During the first phase of SARS, clinical placements for undergraduate nursing students, who were deemed non-essential, were cancelled. “[They] were out of the hospitals for up to eight weeks and missed parts of their clinical placements, which are critical for gaining hands-on experience,” says Betty Burcher (BScN 1976, MSc 1992), a lecturer in U of T’s Faculty of Nursing. The students took part in simulated learning in the nursing lab to make up for the lack of placements, and Web-based courses helped prepare them for registered-nursing exams.
U of T cancelled classes for graduate nursing students on a week-by-week basis, because the hospitals needed nurses to work and did not want them congregating with nurses from other hospitals, says Burcher.
Medical students were also deemed non-essential and kept out of the hospitals.
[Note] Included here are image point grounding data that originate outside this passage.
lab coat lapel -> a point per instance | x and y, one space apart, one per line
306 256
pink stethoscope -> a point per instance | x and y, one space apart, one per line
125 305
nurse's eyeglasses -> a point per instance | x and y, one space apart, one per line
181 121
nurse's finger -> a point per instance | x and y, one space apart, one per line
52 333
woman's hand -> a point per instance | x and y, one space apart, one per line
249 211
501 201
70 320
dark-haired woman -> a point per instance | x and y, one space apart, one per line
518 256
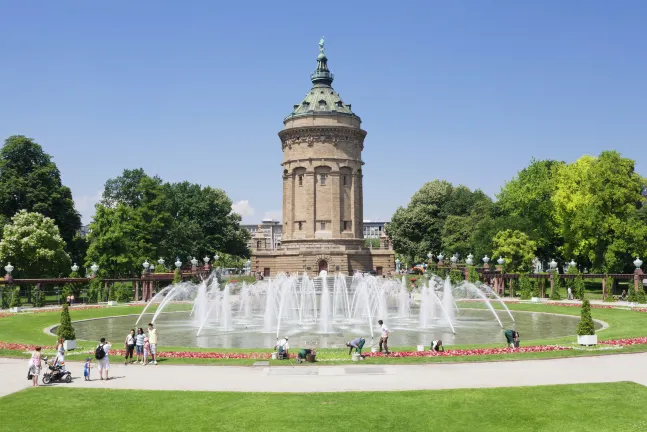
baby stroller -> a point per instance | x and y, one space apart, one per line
56 373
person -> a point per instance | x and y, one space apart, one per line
152 339
385 337
60 353
104 361
512 337
129 344
357 343
34 366
437 346
304 353
139 345
147 350
283 347
86 368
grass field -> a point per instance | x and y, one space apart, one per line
28 328
600 407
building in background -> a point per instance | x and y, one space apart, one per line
323 230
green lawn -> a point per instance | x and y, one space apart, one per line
27 328
600 407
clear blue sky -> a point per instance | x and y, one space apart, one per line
466 91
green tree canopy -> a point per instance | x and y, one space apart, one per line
597 202
141 218
516 248
30 180
419 228
34 246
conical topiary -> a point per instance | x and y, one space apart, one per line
65 330
585 326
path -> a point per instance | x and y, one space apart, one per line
304 378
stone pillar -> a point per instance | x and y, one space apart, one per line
638 276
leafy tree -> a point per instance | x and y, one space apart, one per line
525 288
517 249
418 228
33 243
65 330
30 180
528 197
596 208
585 326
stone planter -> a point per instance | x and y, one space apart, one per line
69 345
587 340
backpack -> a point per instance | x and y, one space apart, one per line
99 353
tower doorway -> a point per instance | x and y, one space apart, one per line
323 265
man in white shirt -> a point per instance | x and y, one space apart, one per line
282 347
385 337
104 362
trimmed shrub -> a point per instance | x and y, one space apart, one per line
554 292
65 330
585 326
525 288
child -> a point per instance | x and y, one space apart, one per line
86 368
147 350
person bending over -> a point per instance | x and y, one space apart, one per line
358 344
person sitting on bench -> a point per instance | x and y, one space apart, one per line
437 346
282 347
358 344
512 337
304 353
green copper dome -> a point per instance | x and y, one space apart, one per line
322 98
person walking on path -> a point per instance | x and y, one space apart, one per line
129 344
152 338
101 354
357 343
34 366
384 340
139 345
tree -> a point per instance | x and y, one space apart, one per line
140 218
585 327
33 243
29 180
597 203
517 249
529 197
65 330
418 228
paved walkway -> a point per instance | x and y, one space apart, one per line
311 378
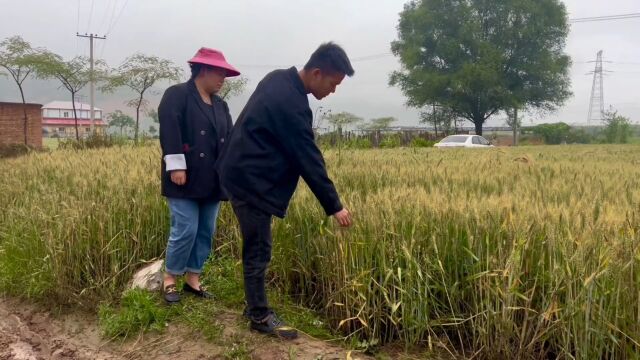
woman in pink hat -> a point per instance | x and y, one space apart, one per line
194 124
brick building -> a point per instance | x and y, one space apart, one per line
12 124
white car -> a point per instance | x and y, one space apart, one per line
470 141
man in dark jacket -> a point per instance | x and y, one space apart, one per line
270 147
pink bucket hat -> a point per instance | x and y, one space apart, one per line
215 58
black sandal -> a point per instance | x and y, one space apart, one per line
171 295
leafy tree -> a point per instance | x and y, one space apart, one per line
439 117
153 114
120 120
233 87
478 57
140 73
21 61
74 75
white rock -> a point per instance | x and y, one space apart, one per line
149 278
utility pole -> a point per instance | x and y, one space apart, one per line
92 85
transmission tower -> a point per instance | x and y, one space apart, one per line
596 104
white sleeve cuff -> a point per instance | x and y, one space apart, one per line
175 162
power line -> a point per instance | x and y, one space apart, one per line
113 15
105 15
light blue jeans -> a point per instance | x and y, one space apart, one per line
193 224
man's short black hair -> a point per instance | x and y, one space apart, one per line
330 57
196 68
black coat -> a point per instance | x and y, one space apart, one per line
191 127
272 145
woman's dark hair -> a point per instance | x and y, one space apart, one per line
330 58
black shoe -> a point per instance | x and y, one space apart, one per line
197 292
272 325
171 295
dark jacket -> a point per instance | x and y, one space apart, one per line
272 145
196 130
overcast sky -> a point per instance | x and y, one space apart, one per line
259 36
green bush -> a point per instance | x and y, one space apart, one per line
15 150
140 311
358 143
93 141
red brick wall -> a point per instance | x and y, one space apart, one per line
12 124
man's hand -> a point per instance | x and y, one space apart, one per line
179 177
343 217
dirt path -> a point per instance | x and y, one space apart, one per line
28 333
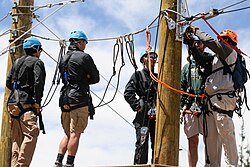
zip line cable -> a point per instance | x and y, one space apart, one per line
114 111
7 15
115 55
50 5
45 104
235 10
47 28
186 4
56 75
118 77
233 5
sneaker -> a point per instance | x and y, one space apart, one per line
58 164
68 165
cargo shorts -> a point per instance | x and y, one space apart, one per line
75 121
193 125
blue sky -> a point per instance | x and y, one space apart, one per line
109 140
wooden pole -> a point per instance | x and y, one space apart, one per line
168 114
21 21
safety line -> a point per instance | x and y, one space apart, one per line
233 5
8 14
224 41
148 39
235 10
51 4
31 28
114 110
48 28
Those in third year missed one six-week rotation, which they had to make up at the beginning of fourth year. Those third-year students are expected to graduate on time, but “they will have to forgo one elective that would have ordinarily been used to seek additional experience,” says Dr. Rick Frecker (PhD 1973), associate dean, undergraduate medical education. The faculty of medicine provided third-year students with clinically oriented classroom work in the Medical Sciences Building.
Once the SARS scare receded, administrators lobbied to get nursing and medical students back into the hospitals. “We were worried that nursing students were going to lose the year,” says Burcher. They started returning to clinical sites, on a hospital-by-hospital basis, in early May.
Once students were back in the hospitals, the university continued to take preventive measures. “We did considerable liaison and communication with Toronto Public Health, the hospital placement co-ordinator and hospital infection control during the second SARS outbreak to ensure that students were safe and welcome on each particular unit,” says Burcher.
In addition to wearing protective goggles and masks at the hospitals, students and faculty members typically worked in just one health-care facility each to reduce the chance of transmitting SARS.
As well, when the second SARS outbreak occurred in late May, and 50 nursing students and faculty were quarantined, undergraduate nursing classes were cancelled for 10 days to prevent people from congregating in large groups on campus, which could have affected their placements.